Date of Award


Degree Type


Degree Name

Doctor of Philosophy


The purpose of this study is to outline and analyze the process leading to the signing of regional development agreements between the federal Department of Regional Economic Expansion (DREE) and the provinces of Saskatchewan and British Columbia. The agreements were signed as subsidiary to General Development Agreements (GDAs) entered into with each of the provinces. The study examines a series of these subsidiary agreements signed between 1974 and 1980 in order to determine some of the forces helping to shape regional policy, to characterize working relationships and to consider the implications of particular administrative structures and processes.;The research is based on an examination of DREE documents as well as on the transcripts of numerous interviews held with DREE and other federal officials. A model of the policy process has been employed to provide a framework for the analysis. The model presents the cognitive and coordinating dimensions of policy making as two distinct but interrelated continua. The process leading to the signing of subsidiary agreements is assessed in relation to these continua.;The study shows that federal policy making processes did reflect certain tendencies in respect of both cognitive and coordinating dimensions. In terms of the cognitive, policy analysis was constrained in its depth and breadth, tended to be more incremental than synoptic, participation in analytical activity was limited, and the rationale for initiatives was often more aimed at coping with, rather than solving, problems. In terms of coordination, processes in general tended to be haphazard, passive and to function without effective central monitoring or control.
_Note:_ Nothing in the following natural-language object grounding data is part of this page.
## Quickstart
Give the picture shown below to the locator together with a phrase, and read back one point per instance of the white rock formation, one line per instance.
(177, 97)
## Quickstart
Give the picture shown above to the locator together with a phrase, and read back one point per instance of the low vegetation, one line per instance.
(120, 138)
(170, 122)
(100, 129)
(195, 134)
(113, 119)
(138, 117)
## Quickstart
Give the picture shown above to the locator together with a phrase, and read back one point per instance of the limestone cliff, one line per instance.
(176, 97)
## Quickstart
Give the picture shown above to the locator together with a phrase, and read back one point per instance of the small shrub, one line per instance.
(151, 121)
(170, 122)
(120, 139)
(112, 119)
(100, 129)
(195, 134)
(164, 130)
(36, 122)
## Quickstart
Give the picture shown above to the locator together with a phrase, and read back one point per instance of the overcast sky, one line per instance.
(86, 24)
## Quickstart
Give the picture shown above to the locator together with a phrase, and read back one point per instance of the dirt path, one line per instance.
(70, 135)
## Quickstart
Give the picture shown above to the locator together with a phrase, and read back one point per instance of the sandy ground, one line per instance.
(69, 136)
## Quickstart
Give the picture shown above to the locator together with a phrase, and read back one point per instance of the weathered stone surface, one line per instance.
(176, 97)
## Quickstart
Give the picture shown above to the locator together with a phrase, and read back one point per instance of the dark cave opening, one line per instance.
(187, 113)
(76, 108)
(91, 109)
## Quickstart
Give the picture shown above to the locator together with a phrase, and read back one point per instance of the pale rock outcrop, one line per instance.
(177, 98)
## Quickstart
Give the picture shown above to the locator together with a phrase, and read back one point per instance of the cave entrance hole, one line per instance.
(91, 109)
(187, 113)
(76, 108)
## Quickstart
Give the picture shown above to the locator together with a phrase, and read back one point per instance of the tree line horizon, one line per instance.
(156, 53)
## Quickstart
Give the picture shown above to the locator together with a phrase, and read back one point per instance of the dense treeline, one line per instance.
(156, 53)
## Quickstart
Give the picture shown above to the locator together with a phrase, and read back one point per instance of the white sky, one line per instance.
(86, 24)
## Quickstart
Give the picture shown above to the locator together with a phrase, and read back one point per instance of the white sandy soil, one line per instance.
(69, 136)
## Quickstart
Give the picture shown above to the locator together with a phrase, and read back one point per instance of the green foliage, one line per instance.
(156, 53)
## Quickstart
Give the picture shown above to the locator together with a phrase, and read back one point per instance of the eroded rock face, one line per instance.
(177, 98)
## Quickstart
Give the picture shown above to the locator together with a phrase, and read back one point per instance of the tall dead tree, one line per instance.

Bargaining was the principal coordinating instrument, one in which the provinces came to assume a dominant role.;With these characteristics as found in the formulation of agreements under the GDAs, it is evident that the approach did not meet expectations as a tool for facilitating comprehensive analysis and broad ranging coordination in regional development. The GDA approach did relatively little to ensure an integration of development goals between both levels of government. It is also concluded that administrative structures and processes themselves played a major role in shaping the policies which emerged. (Abstract shortened with permission of author.)